The audience at Natfhe's conference in Torquay celebrated junior education minister Ivan Lewis's wedding anniversary on Monday with a mass walkout.
It was always going to be difficult. Mr Lewis is minister for young people and learning (basically 14 to 19 education), so further and higher education are not technically part of his brief.
There were suggestions that colleagues had set him up by not briefing him fully on the collapse of talks between the union and further education colleges that could have averted last week's two-day strike.
Mr Lewis is a rising star. At 35, he is one of the younger ministers in the Blair government. Having cut his political teeth as a councillor on Bury Metropolitan Council in the 1990s, he stood for and won Bury South in the 1997 general election. While Bury South is one of the safer Labour seats, Mr Lewis proved his mettle in the 2001 election, when, against the national trend, he increased his majority by nearly 4 per cent to 32 per cent.
Much may be due to his being a local lad. Before the boundary reorganisation in 1974, Bury was part of the County of Greater Manchester. Mr Lewis went to a Manchester grammar school and then to Bury Further Education College, avoiding higher education. He was also chief executive of the Manchester Jewish Federation.
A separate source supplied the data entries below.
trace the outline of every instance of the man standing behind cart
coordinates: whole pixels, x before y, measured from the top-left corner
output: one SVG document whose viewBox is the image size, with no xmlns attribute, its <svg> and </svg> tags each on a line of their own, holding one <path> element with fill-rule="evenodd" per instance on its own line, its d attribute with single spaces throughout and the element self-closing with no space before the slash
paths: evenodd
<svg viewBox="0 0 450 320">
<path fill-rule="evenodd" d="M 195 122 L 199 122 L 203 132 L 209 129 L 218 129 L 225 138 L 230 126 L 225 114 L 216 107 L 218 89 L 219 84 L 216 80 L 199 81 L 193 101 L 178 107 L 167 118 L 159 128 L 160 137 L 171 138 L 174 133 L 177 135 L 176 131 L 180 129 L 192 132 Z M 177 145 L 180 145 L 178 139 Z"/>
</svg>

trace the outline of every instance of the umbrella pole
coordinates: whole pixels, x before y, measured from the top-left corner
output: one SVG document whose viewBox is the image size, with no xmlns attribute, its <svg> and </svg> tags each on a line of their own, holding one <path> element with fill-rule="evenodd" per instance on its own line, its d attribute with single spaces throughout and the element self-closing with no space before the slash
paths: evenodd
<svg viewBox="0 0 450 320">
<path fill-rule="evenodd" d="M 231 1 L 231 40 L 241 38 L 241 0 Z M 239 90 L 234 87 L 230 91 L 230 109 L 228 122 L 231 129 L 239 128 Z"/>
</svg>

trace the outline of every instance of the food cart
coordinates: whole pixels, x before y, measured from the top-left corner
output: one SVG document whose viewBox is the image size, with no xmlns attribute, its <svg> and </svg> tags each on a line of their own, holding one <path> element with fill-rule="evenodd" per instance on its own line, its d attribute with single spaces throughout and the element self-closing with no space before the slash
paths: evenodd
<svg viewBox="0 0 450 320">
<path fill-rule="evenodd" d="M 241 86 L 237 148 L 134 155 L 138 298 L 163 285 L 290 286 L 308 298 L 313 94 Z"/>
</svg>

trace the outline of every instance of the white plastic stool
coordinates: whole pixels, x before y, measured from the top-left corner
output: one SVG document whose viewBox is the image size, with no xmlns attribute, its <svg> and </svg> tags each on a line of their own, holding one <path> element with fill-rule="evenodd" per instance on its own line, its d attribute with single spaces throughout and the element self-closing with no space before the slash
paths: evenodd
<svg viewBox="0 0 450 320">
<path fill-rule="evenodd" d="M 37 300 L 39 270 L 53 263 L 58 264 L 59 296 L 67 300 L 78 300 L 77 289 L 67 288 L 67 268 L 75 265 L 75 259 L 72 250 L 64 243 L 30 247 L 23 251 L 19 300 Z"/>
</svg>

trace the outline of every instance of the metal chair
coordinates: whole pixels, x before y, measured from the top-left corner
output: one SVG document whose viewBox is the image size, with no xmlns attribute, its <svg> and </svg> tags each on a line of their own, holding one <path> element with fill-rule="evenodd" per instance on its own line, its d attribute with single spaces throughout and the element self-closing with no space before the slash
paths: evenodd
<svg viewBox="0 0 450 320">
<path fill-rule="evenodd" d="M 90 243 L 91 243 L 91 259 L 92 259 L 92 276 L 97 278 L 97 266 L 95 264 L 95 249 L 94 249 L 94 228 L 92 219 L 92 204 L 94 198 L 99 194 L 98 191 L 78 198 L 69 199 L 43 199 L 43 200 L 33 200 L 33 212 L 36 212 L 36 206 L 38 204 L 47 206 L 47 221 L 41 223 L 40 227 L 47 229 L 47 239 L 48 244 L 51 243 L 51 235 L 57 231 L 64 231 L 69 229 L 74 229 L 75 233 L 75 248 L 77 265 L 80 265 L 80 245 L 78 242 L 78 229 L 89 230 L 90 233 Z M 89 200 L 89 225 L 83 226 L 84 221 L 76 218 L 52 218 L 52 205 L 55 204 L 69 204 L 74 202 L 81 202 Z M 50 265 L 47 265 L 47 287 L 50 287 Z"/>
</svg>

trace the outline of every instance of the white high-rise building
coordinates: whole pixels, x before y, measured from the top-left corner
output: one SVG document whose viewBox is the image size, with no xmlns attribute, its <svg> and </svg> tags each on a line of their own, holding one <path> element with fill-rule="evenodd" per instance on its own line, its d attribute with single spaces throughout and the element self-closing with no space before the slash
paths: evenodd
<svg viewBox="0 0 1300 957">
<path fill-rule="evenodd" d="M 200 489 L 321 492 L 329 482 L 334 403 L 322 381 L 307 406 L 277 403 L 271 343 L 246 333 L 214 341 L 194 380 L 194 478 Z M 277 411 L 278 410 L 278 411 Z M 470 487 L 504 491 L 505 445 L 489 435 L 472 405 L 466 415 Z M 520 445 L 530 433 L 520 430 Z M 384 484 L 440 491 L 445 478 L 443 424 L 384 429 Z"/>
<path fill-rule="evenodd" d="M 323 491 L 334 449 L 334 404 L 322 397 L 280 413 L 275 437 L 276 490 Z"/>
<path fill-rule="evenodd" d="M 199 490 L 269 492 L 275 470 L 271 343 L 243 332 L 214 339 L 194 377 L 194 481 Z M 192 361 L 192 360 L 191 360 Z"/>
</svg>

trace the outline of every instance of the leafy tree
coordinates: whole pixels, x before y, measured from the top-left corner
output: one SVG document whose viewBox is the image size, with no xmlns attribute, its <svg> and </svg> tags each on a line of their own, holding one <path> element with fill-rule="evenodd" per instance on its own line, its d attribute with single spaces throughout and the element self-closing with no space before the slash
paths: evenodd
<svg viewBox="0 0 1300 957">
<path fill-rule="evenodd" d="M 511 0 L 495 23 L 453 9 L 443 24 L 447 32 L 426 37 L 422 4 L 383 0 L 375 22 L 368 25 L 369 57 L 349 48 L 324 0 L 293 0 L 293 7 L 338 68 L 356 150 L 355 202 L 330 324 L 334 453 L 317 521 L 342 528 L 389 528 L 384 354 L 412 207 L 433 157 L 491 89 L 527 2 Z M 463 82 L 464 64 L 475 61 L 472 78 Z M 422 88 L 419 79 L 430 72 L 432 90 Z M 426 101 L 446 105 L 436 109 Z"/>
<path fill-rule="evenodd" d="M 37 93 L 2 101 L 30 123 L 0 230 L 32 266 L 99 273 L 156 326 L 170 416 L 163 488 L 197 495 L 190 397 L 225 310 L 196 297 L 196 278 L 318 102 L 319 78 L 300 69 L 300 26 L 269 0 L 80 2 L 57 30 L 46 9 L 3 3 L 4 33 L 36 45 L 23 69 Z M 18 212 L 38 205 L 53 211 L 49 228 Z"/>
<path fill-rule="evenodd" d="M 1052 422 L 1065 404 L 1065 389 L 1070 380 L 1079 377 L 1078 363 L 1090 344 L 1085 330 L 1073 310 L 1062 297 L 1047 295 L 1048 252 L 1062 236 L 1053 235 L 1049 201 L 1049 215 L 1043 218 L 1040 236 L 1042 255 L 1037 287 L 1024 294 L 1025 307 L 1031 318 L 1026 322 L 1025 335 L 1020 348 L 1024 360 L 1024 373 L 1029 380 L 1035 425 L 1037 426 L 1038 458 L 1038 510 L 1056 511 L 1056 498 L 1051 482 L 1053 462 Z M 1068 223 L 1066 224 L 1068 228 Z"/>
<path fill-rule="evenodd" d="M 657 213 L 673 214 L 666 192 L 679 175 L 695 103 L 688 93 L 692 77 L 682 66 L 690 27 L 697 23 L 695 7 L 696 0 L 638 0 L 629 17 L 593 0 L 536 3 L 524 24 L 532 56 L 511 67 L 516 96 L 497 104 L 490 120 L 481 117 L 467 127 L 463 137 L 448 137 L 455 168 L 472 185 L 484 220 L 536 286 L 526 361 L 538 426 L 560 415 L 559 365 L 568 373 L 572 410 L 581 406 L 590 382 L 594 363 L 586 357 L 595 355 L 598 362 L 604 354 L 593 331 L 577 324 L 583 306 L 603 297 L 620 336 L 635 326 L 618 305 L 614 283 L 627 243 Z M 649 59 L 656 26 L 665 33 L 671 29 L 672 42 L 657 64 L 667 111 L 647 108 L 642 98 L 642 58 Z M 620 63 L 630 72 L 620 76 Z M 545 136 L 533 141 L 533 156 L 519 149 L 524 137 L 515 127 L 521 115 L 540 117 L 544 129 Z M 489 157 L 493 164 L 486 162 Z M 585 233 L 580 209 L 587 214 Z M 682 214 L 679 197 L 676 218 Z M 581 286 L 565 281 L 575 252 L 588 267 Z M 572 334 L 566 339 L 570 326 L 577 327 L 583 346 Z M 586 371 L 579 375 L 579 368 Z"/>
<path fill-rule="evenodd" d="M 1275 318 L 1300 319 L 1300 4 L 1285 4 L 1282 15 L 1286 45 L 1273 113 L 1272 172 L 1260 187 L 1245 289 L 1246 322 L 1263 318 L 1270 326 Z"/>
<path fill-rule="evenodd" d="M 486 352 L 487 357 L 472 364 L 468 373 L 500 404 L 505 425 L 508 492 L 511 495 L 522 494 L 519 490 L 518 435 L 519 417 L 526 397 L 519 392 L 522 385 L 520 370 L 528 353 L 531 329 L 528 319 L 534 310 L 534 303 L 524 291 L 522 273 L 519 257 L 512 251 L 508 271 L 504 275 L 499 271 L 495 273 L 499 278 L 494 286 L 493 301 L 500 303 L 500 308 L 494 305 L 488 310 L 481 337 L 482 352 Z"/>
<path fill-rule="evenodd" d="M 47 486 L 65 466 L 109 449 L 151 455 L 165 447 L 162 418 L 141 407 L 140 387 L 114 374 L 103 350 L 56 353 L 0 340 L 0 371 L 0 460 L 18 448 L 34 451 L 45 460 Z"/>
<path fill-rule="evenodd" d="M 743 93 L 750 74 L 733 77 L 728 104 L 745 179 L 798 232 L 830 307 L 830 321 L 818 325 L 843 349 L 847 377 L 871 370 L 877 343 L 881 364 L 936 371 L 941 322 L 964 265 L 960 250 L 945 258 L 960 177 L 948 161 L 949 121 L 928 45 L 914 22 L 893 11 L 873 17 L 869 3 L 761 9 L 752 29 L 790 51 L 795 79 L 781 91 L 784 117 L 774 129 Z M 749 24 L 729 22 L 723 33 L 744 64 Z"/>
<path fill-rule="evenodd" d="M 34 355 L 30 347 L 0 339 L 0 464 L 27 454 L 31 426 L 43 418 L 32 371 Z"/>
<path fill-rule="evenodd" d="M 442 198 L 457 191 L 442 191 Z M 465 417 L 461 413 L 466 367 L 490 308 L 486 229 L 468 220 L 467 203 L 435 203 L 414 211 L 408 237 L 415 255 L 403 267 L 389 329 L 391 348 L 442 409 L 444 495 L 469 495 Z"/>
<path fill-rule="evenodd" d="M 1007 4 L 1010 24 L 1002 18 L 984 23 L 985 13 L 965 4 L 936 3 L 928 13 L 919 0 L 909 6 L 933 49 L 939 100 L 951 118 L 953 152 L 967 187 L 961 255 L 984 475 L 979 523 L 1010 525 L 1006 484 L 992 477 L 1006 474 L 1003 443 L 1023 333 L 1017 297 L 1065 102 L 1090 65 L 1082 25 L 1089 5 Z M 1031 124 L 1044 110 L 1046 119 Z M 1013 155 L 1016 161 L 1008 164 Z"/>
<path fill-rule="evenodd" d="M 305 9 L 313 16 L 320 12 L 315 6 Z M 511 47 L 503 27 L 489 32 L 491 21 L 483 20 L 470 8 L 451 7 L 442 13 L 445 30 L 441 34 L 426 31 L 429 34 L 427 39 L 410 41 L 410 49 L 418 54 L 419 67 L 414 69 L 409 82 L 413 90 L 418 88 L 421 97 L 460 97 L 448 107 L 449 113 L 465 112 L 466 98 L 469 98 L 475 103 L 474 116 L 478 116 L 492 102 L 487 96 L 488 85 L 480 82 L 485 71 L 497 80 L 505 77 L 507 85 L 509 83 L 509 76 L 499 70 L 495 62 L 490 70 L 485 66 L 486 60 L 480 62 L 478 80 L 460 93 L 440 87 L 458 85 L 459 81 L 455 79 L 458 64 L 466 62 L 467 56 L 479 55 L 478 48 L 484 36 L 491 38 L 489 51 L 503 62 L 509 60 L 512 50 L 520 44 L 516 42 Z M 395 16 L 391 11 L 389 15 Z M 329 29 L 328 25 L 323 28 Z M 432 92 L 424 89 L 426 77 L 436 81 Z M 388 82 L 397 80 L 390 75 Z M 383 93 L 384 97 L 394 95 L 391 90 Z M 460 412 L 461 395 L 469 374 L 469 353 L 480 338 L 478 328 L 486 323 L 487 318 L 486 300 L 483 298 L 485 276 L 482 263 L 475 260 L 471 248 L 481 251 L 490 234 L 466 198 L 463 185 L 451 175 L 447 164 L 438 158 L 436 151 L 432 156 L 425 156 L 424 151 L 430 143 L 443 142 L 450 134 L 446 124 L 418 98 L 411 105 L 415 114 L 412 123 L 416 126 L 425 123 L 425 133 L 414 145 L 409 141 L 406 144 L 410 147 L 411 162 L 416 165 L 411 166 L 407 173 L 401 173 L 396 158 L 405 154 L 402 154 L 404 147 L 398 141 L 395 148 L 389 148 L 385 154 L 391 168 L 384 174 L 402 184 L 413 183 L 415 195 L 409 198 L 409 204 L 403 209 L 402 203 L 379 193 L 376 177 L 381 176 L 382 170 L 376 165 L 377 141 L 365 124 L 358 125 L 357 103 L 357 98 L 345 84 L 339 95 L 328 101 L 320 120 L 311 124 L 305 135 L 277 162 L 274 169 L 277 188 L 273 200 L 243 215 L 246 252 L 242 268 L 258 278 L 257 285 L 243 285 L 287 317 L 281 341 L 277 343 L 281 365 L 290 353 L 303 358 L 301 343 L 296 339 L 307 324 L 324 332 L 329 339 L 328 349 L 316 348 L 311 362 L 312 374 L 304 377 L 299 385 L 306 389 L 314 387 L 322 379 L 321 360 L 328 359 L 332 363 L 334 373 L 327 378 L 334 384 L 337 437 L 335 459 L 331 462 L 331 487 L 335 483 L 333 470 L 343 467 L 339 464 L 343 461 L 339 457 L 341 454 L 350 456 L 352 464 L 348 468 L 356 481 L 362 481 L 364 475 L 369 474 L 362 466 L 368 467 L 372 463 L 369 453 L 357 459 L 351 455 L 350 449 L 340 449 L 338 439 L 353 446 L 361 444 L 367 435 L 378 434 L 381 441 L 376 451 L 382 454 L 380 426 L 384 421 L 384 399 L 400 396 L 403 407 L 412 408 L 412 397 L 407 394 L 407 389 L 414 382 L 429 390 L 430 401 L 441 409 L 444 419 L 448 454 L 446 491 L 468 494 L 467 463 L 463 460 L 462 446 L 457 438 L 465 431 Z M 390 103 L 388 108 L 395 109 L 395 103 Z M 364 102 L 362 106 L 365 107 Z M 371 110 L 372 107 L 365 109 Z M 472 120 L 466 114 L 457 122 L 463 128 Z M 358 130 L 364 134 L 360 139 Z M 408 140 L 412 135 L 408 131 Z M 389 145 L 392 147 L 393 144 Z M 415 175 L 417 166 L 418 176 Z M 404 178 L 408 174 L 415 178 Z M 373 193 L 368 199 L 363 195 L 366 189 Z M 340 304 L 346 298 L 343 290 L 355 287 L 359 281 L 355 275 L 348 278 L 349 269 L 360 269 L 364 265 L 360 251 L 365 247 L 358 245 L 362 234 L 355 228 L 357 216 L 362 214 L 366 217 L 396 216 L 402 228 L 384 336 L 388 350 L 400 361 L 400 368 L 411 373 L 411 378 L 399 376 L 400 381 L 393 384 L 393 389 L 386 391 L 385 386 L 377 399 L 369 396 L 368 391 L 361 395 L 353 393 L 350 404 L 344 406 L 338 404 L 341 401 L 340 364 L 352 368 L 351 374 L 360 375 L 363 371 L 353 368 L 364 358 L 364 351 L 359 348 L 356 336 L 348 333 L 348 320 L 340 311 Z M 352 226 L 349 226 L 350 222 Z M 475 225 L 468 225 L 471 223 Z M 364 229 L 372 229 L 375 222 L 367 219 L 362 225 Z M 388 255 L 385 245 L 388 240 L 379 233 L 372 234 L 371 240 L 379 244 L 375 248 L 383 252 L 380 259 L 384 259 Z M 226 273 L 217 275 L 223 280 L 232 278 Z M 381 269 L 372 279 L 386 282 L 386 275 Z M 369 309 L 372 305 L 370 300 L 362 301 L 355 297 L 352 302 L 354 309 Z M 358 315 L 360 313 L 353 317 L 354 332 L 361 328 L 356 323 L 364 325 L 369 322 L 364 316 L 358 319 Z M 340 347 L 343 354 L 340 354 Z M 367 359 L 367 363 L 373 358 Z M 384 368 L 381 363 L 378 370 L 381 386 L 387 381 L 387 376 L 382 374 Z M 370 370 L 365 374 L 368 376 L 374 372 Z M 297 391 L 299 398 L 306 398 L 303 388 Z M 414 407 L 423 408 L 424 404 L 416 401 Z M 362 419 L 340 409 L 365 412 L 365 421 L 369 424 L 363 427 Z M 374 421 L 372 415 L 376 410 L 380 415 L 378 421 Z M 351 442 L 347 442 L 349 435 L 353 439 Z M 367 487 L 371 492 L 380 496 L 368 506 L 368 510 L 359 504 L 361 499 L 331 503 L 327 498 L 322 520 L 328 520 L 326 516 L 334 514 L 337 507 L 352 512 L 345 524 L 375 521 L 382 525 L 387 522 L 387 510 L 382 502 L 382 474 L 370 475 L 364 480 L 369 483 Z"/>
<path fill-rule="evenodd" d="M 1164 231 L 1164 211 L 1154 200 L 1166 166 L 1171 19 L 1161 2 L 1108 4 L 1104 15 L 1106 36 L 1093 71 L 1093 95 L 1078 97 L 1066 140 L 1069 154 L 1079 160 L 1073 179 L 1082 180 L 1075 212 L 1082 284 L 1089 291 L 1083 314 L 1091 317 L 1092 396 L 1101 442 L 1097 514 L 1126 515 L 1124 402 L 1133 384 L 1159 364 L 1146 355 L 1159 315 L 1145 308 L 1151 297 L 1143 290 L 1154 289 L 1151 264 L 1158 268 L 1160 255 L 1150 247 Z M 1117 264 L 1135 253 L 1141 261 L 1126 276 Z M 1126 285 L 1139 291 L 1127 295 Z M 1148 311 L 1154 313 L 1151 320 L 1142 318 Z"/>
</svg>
For what it is worth politically, he is a Manchester City fan.
His highlights as an education minister have so far included taking a lead on the green paper on 14-to-19 education and, most recently, his declaration of an all-out offensive on drugs in schools.
As former parliamentary private secretary to Stephen Byers when he was trade and industry secretary, Mr Lewis knows that no matter how nasty Natfhe was, things cannot be as bad as they are for his old boss.